Developers (Heart) NY

In the future, we'll study different cities for how they managed the great urban turnaround at the end of the 20th century. We'll go to Philadelphia to learn how to revive a downtown and manage homelessness. We'll study Chicago for urban vision and street beautification.
by | March 2005
 

In the future, we'll study different cities for how they managed the great urban turnaround at the end of the 20th century. We'll go to Philadelphia to learn how to revive a downtown and manage homelessness. We'll study Chicago for urban vision and street beautification. And, of course, we'll turn to New York to learn how to drive down crime. But there may be another thing we'll study in New York: How to encourage housing construction in places that had been urban war zones. New York is in the midst of a startling residential building boom. Last year, the city approved building permits for 25,200 units, up from 4,010 in 1994. And it's going on in unexpected places. Queens is king of the housing boom, with 6,853 building permits last year. Brooklyn is a close second. And the construction is going into neighborhoods that were all but abandoned to crime in the early 1990s. "There has been development activity in places that would have been inconceivable 10 years ago," said a city official. Why? The big credit goes to the fact that New York's economy is strong, and the city continues to gain population. But give New York's government some credit. It made deals to draw developers into blighted neighborhoods, and as the pioneer developments prospered, others followed.

CALLING DR. ATKINS

Detroit Mayor Kwame Kilpatrick hosted a conference recently that was aimed at shaking up citizens, city employees and other elected officials. Its message, repeated over and over: Detroit is too small for its government. The immediate problem is that the city faces a $216 million deficit in the coming year, but that's just the start. Because population has plummeted and the tax base has eroded nearly as fast (just 12 percent of the city's revenues come from property taxes now), the deficit will only grow in the future. The answer, participants agreed, was for Detroit to have a government sized for a 900,000-person city rather than a 2-million-person one. "We're not hitting the [revenue] numbers," Kilpatrick said. "People need to understand the depth of the problem." And the solution? Kilpatrick's plan: layoffs, pay cuts, service reductions, changes in pensions and other benefits to employees and some new taxes. And that probably still isn't enough, the mayor said. What's needed, he said, is a thorough rethinking of government operations with an eye toward reducing labor costs. "A lot of administrative spending is because we have little technology," he said, "so we use 100 people to do what Chicago is doing with three people, because we don't have the technology infrastructure."

VANISHING PARKING SPOTS

Want to hear a Boston resident rant?
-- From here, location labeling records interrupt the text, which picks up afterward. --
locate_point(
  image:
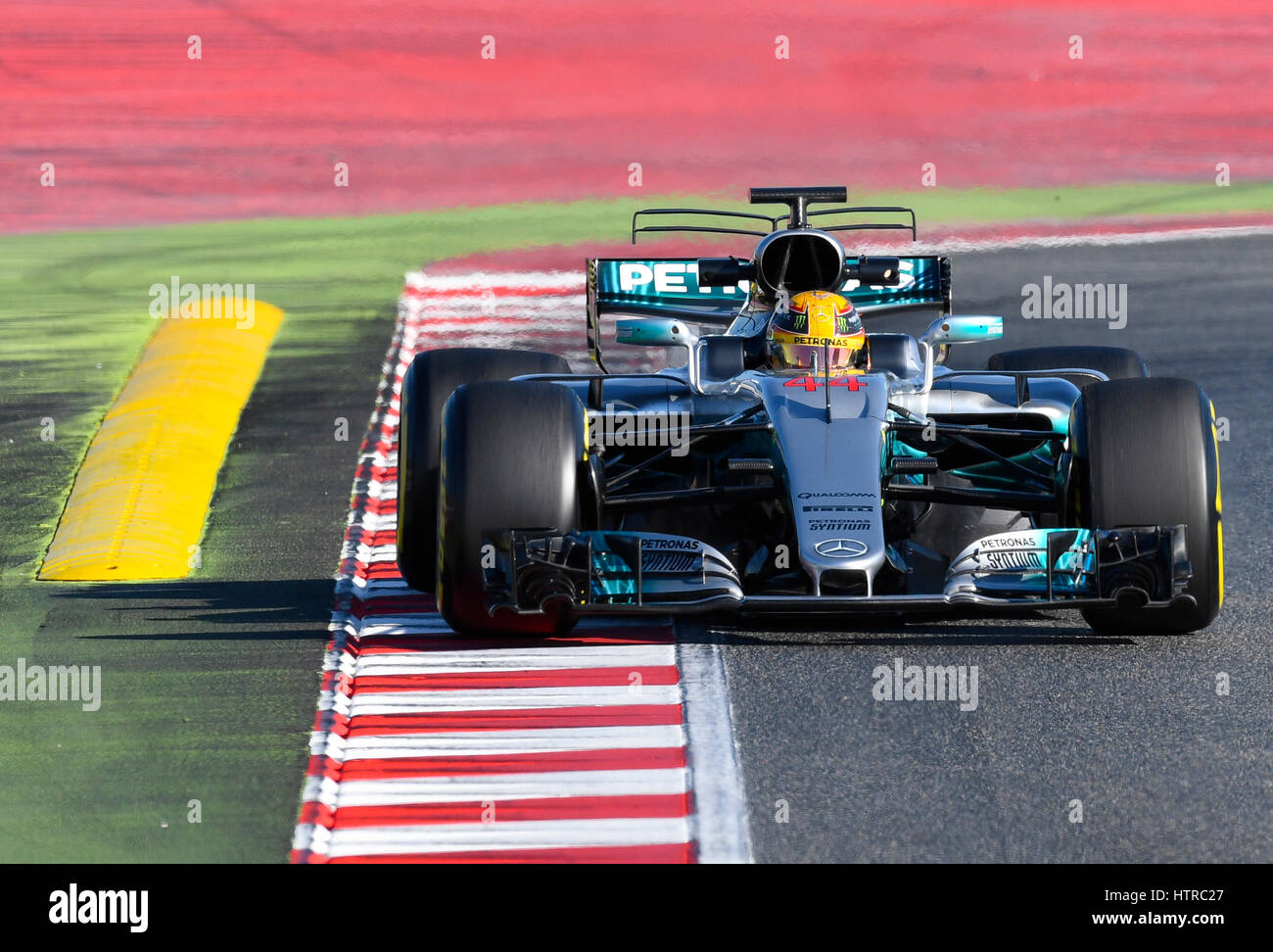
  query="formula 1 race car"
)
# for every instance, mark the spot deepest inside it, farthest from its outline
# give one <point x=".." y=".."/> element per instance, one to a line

Ask him where he parks his car. In the past four years, the city has eliminated 700 parking meters, about 10 percent of the total, to help make government buildings more secure, establish new loading zones, create valet parking for restaurants and so on. At the same time, record numbers are driving into downtown. In the neighborhoods, parking stress levels may be even higher. Since 1990, the city has raised the number of residential parking permits it issues by 75 percent, with no increase in street parking. Result: Nightmare problems finding a parking spot close to home. So how many legal parking places are there in Boston? Nobody really knows. (They know the number of metered spots, but no one counts the unmetered ones.) Says the city's transportation commissioner, "Obviously there aren't enough. It's less than it was 10 years ago before the influx of SUVs." So how can the city continue handing out residential parking stickers, given the shortage of spots? "The program was never intended to guarantee a resident a parking space. It's more to give them a fighting chance," says the commissioner.

I AM NOT A CROOK

When you run for public office in the Miami suburb of Miramar, you do the things candidates do everywhere: You solicit donations, talk to civic clubs, file paperwork to be on the ballot. And you drop by the police department for fingerprints and mug shots. Miramar may be the only city in the country that requires candidates for local office to submit to a criminal background check, including fingerprints and mug shots, and it has done so for nearly 15 years. Why? There were some ugly incidents involving city officials in the late 1980s, and the commissioners felt that doing the background checks might help lift a cloud of suspicion over the government. Interestingly, none of the commissioners or candidates for the commission seems to mind the requirement. Said the mayor, "I would like to know if someone I would be contemplating [voting for] has a clear background check." Not surprisingly, civil liberties advocates have a different view. "I don't think gathering this information serves any useful purpose," said the director of the state ACLU chapter. City officials said they couldn't think of a single citizen who has ever asked for the reports, which are public record.